The Reach for the Sky Challenge Fund will help to get young people from all backgrounds into aviation
government announces winners of its Reach for the Sky Challenge Fund, which aims to educate young people from all backgrounds about the opportunities on offer in aviation
eleven winning projects include a special career mentoring and coaching programme for aspiring students and a series of flying and engineering taster days and workshops
forms part of Generation Aviation, a joint-government industry campaign to build the aviation workforce of the future
The government is today (1 February 2023) announcing the winners of its Reach for the Sky Challenge Fund, which will help to get young people from all backgrounds into aviation.
Eleven non-profit organisations have been selected, with £700,000 going to fund outreach programmes and events to show the next generation what opportunities the aviation sector can offer.
For those who have previously struggled to get a foothold in this exciting industry, the aim of the fund is to break down barriers – targeting those schemes which provide an entry point for people who are from underprivileged backgrounds or under-represented groups.
It forms part of the new Generation Aviation campaign which recognises that, for the sector to successfully adapt to the challenges of tomorrow, it needs a robust, open, and diverse workforce – with a reliable pool of talent from the full range of science, technology, engineering and mathematics (STEM) fields and other critical roles.
The Transport Secretary will announce the winners today at the very first Aviation Council – one of the first commitments in the government’s 10-year strategy for the sector, Flightpath to the Future.
Transport Secretary Mark Harper said:
Innovation propels aviation and for it to face up to tomorrow’s challenges it needs an open and diverse workforce that can bring fresh ideas and ways of working. Our Reach for the Sky Challenge Fund recipients will be key to that, inspiring the next generation into the sector and helping to build an aviation workforce fit for the future.
I was pleased to chair the first ever Aviation Council today and continue our healthy collaboration with industry, supporting it in every way we can, so it can continue to push boundaries.
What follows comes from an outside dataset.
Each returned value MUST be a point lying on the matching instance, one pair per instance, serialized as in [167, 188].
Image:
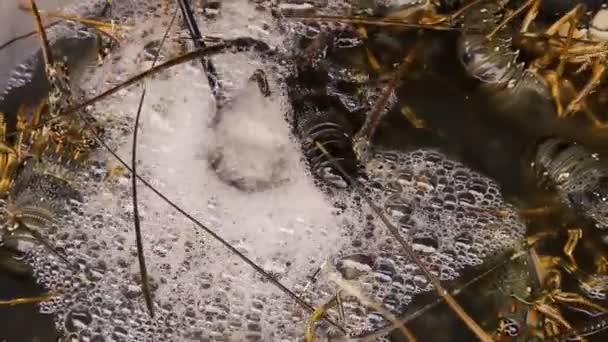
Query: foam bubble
[202, 291]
Among the 11 winning organisations are:
Resilient Pilot – a non-profit organisation that will receive £100,000 to develop a special mentoring and coaching programme for young students aged 11 to 18, inspiring the next generation to explore exciting and rewarding careers in the UK’s aviation sector.
The Air League – a charity which will receive £50,000 to support their Soaring to Success programme, looking to improve social mobility and helping support 35,000 spaces on their programme and up to 1,100 flying and engineering taster days and workshops targeted at young people from lower socio-economic groups.
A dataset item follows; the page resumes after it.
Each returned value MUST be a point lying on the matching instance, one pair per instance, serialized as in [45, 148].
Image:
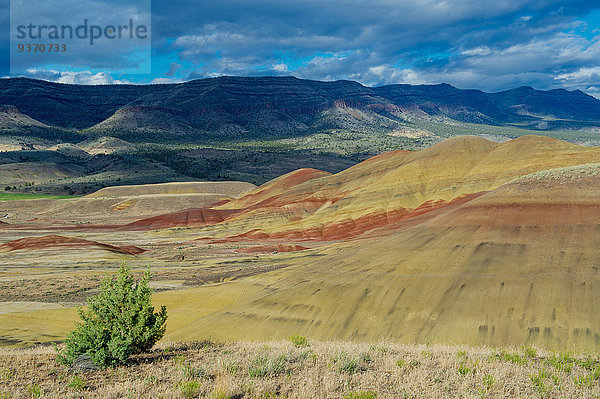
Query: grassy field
[300, 368]
[27, 196]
Aerobility – a charity which will also receive over £100,000 to fund their Equal Skies Charter, aimed at increasing accessibility in the sector. They will use the funding to work with partners across the industry to raise the level of understanding of what disability is and what accessibility means to their organisation.
Before the coronavirus (COVID-19) pandemic, the air transport and aerospace sectors contributed at least £22 billion to gross domestic product (GDP) each year and provided at least 230,000 jobs across all regions of the country directly. However, there are several challenges ahead, from decarbonisation to changing travelling patterns following the pandemic.
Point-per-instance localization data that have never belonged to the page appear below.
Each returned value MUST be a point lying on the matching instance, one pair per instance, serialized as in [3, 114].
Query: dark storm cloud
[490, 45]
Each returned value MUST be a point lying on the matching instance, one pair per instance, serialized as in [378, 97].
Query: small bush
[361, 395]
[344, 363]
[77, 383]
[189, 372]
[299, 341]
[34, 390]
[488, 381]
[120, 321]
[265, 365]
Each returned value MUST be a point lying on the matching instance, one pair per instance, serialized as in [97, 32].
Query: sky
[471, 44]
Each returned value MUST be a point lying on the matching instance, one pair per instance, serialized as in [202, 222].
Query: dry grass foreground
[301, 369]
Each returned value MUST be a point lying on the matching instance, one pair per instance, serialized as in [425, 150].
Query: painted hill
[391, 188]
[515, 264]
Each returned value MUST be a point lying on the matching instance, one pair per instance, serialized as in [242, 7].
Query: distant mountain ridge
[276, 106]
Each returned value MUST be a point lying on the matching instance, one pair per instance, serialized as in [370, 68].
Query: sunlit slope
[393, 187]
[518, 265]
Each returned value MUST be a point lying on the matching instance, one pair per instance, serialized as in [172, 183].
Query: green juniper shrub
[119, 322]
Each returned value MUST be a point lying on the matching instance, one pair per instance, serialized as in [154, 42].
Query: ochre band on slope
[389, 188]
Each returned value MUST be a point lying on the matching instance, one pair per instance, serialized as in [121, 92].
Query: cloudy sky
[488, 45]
Tackling these challenges is the aim of Generation Aviation, which forms part of the government’s 22-point plan to support aviation as it recovers from the pandemic. Also included in the campaign is the government’s aviation skills recruitment platform (ASRP) – which signposts careers and opportunities to people looking to enter or move up in the industry – among other schemes.
Organisations meeting the criteria for the Reach for the Sky Challenge Fund were able to apply for a share of £700,000, with funding decisions agreed by a joint panel of the Department for Transport and the Civil Aviation Authority – which manages the fund on DfT’s behalf.